How to handle this? help appreciated!
Thanks
i have the same problem. Did you solve?
It says the Hangfire server that was handling the job is no longer active, so once another Hangfire server is started to take its place it will retry it after a timeout. Pretty self explanatory.
Ensure your Hangfire server is till running, and is kept running correctly.
I personally would advise not running the Hangfire server in an IIS, since it seems difficult to configure an IIS to handle running a PROGRAM without stopping it every few minutes because of site inactivity.
It is much simpler to run the Hangfire server as a Windows Service using Topshelf or something similar. Even running it as a console app seem more reliable than an IIS.
I would like to understand more about aborted jobs retry principles.

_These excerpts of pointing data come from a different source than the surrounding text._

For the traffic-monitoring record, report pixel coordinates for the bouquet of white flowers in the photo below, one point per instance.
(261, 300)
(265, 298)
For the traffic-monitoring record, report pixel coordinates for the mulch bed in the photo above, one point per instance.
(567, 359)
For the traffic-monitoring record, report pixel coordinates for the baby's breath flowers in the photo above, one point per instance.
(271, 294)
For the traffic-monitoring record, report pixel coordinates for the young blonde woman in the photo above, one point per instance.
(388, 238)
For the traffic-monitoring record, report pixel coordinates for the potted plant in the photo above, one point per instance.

In my experience, starting a new hangfire instance sometimes causes retry of outstanding aborted jobs left from previous launch, sometimes not, and not all of jobs are restarted. Looks like the older job - the less chance it has to be resurrected.
What if I have multiple hangfires in a web garden? will other instances pick up aborted jobs?
Does it have something to do with InvisibilityTimeout?
ok, I made some experiments and came to the conclusion that probably Hangfire does not support automatic retry of a suddenly fallen serverβ jobs.
If a server managed to place its running jobs into retry queue, then they will be retried.
If server just quits (OOM, electricity, or container shut down) then they will remain in orphaned state with only manual resume possible.
To mitigate this problem, I added the following code into my services startup. It detects orphaned jobs (that is, jobs without active server) and requeues them. So in case one instance of a service fails, and another one starts - it takes care of these jobs.
private static void RequeueOrphanedJobs()
{
var api = JobStorage.Current.GetMonitoringApi();
var processingJobs = api.ProcessingJobs(0, 100);
var servers = api.Servers();
var orphanJobs = processingJobs.Where(j => !servers.Any(s => s.Name == j.Value.ServerId));
foreach (var orphanJob in orphanJobs)
{
BackgroundJob.Requeue(orphanJob.Key);
}
}
2 Likes
I had the same problem where I was running a SQL server on different system and Application using dashboard UI on a different system. Problem was both servers had a system time gap of 1 minute. After syncing the time on both the servers issue got resolved.